Efficient Modification of the CCR5 Locus in Primary Human T Cells With megaTAL Nuclease Establishes HIV-1 Resistance.

Author information

1
Center for Immunity and Immunotherapies and Program for Cell and Gene Therapy, Seattle Children's Research Institute, Seattle, Washington, USA.
2
Clinical Research Division, Fred Hutchinson Cancer Research Center, Seattle, Washington, USA.
3
bluebird bio, Inc., Seattle, Washington, USA.
4
Department of Medicine, University of Washington, Seattle, Washington, USA.
5
Department of Pediatrics, University of Washington, Seattle, Washington, USA.
6
Department of Immunology, University of Washington, Seattle, Washington, USA.

Abstract

A naturally occurring 32-base pair deletion of the HIV-1 co-receptor CCR5 has demonstrated protection against HIV infection of human CD4+ T cells.
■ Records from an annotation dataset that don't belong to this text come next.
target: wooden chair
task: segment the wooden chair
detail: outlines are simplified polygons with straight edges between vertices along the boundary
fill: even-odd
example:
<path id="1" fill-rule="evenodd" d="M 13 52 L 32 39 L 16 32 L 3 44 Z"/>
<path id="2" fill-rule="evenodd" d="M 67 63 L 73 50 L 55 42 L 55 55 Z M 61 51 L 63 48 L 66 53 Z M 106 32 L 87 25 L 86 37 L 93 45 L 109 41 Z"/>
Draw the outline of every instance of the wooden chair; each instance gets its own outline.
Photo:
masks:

Recent genetic engineering approaches using engineered nucleases to disrupt the gene and mimic this mutation show promise for HIV therapy. We developed a megaTAL nuclease targeting the third extracellular loop of CCR5 that we delivered to primary human T cells by mRNA transfection. The CCR5 megaTAL nuclease established resistance to HIV in cell lines and disrupted the expression of CCR5 on primary human CD4+ T cells with a high efficiency, achieving up to 80% modification of the locus in primary cells as measured by molecular analysis. Gene-modified cells engrafted at levels equivalent to unmodified cells when transplanted into immunodeficient mice. Furthermore, genetically modified CD4+ cells were preferentially expanded during HIV-1 infection in vivo in an immunodeficient mouse model. Our results demonstrate the feasibility of targeting CCR5 in primary T cells using an engineered megaTAL nuclease, and the potential to use gene-modified cells to reconstitute a patient's immune system and provide protection from HIV infection.